Le dirigeant dont l’entreprise est placée en procédure de redressement ou de liquidation judiciaire peut être condamné pour délit de banqueroute lorsqu’il a commis certains actes de gestion frauduleux.
« Il y a souvent confusion entre la notion de banqueroute et celle de faillite ou cessation de paiement, mais ce sont des choses différentes », prévient Idriss Emadaly, expert-comptable chez Audit Expert Gestion, membre du groupement France Défi. La cessation de paiement, aussi appelée faillite, désigne la situation où le passif exigible de l’entreprise est supérieur à son actif disponible, elle n’est plus en mesure d’honorer ses dettes. La banqueroute, elle, est un délit, défini aux articles L654-1 à L654-7 du Code de commerce, constituée par des actes de gestion frauduleux qui peuvent être reprochés au dirigeant en cas d’ouverture d’une procédure de redressement ou de liquidation judiciaire.
Artisans, commerçants, agriculteurs, indépendants ou professionnels libéraux, tous les types de dirigeants peuvent être visés par ce délit. « Il est du ressort du tribunal correctionnel, et non du tribunal de commerce, qui lui peut accompagner les entreprises en difficulté, et va être caractérisé lorsque l’on détecte certains faits intentionnels », explique Idriss Emadaly. La banqueroute peut ainsi être caractérisée par le fait de ne pas avoir tenu une comptabilité, d’avoir fait disparaître certains documents comptables ou d’avoir tenu une comptabilité incomplète ou irrégulière.

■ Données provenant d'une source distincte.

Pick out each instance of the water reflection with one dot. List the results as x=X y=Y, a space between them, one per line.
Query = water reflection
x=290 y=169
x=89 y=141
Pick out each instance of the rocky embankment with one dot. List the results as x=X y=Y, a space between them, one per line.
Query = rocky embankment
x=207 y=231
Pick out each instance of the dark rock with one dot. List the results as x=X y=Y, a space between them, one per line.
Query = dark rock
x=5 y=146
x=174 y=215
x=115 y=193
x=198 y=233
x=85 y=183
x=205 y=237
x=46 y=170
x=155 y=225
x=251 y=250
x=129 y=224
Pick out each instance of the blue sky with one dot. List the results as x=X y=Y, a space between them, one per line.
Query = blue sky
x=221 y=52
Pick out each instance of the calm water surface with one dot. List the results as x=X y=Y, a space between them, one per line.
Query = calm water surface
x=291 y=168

Délit de banqueroute, des faits intentionnels
Elle sanctionne aussi le fait d’avoir fait des achats en vue d’une revente en dessous du cours ou employé des moyens ruineux pour se procurer des fonds, dans l’intention de retarder ou éviter l’ouverture de la procédure collective, ou encore le fait d’avoir frauduleusement augmenté le passif de l’entreprise.
Un motif qui, selon l’expert-comptable, prend un sens particulier dans la situation actuelle. « La question de retenir ce fait caractéristique de la banqueroute pourrait se poser pour les chefs d’entreprises qui étaient déjà en difficulté avant la crise du Covid-19 et, plutôt que de tirer la sonnette d’alarme, ont profité de la crise pour souscrire un prêt garanti par l’État et endetter encore plus l’entreprise », illustre-t-il. Enfin, le fait de détourner tout ou partie de l’actif de l’entreprise peut aussi constituer un délit de banqueroute.

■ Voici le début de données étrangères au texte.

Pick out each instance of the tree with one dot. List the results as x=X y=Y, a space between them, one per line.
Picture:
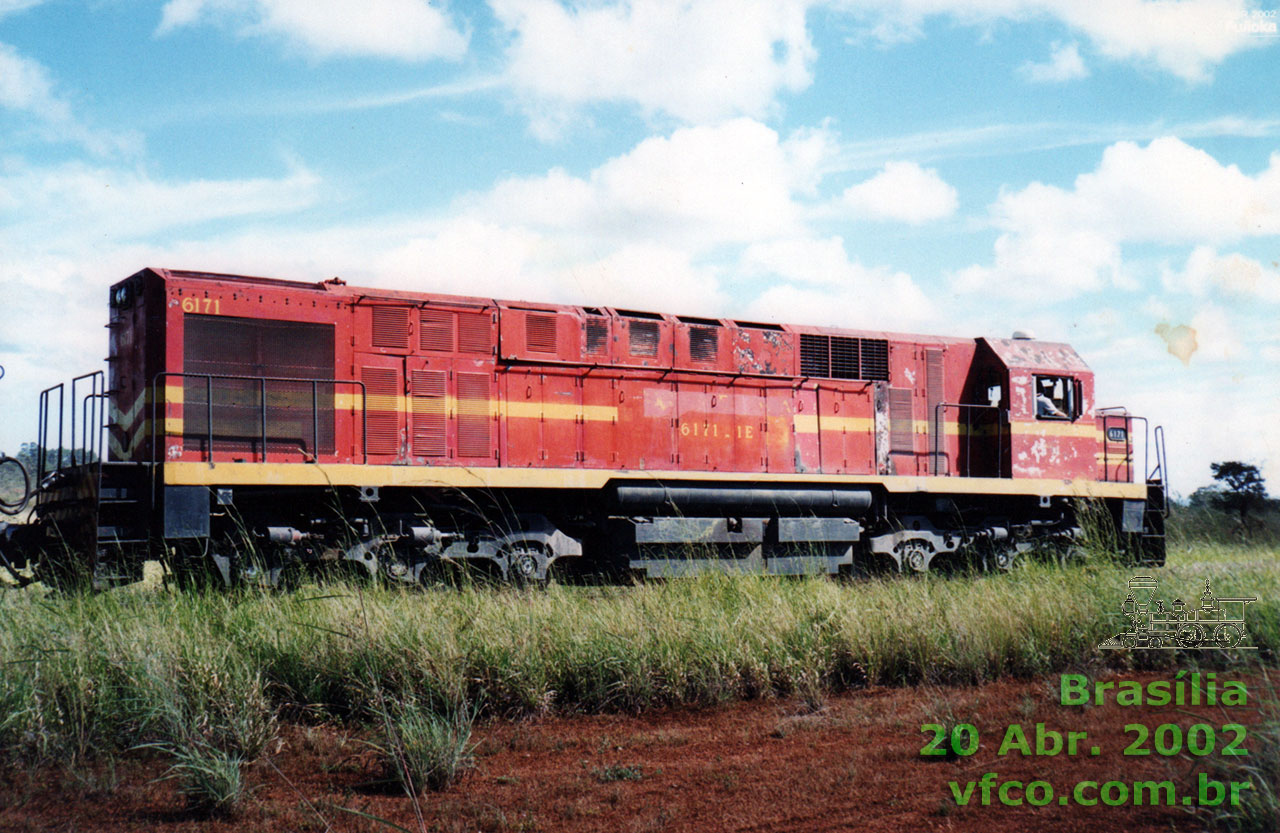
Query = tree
x=1243 y=488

Les faits doivent être commis intentionnellement : « La notion de gestion frauduleuse va avec l’agissement volontaire. Le chef d’entreprise doit les avoir réalisé en toute connaissance de cause », précise Idriss Emadaly.
Avant ou après la cessation de paiements ?
Si l’ouverture d’une procédure de redressement ou de liquidation judiciaire est nécessaire pour que soit retenu le délit de banqueroute, les comportements reprochés au dirigeant peuvent précéder la cessation de paiement. C’est ce qu’a précisé la Cour de Cassation, dans son arrêt du 25 novembre 2020. Elle y indique que la banqueroute peut être retenue « indifféremment pour des faits commis antérieurement ou postérieurement à la cessation des paiements ».
Ce n’est donc pas seulement pendant la phase de cessation de paiement qu’on peut qualifier ce délit
En cas de condamnation pour banqueroute, le chef d’entreprise encourt une peine allant jusqu’à cinq ans de prison et 75 000 € d’amende, qui peut s’accompagner de sanctions complémentaires comme l’interdiction de gérer.
Pour éviter les poursuites, rigueur et réactivité s’imposent. « La bonne attitude pour le chef d’entreprise, c’est déjà de connaître l’ensemble des obligations et responsabilités qui lui incombent », souligne Idriss Emadaly. Il importe ensuite de réagir aux premiers signes de difficulté. « Conciliation, mandat ad hoc, procédure de sauvegarde, des dispositifs de prévention et de traitement des difficultés existent. Il ne faut pas en avoir peur au risque sinon de voir les problèmes s’aggraver et d’engager sa responsabilité », rappelle le spécialiste.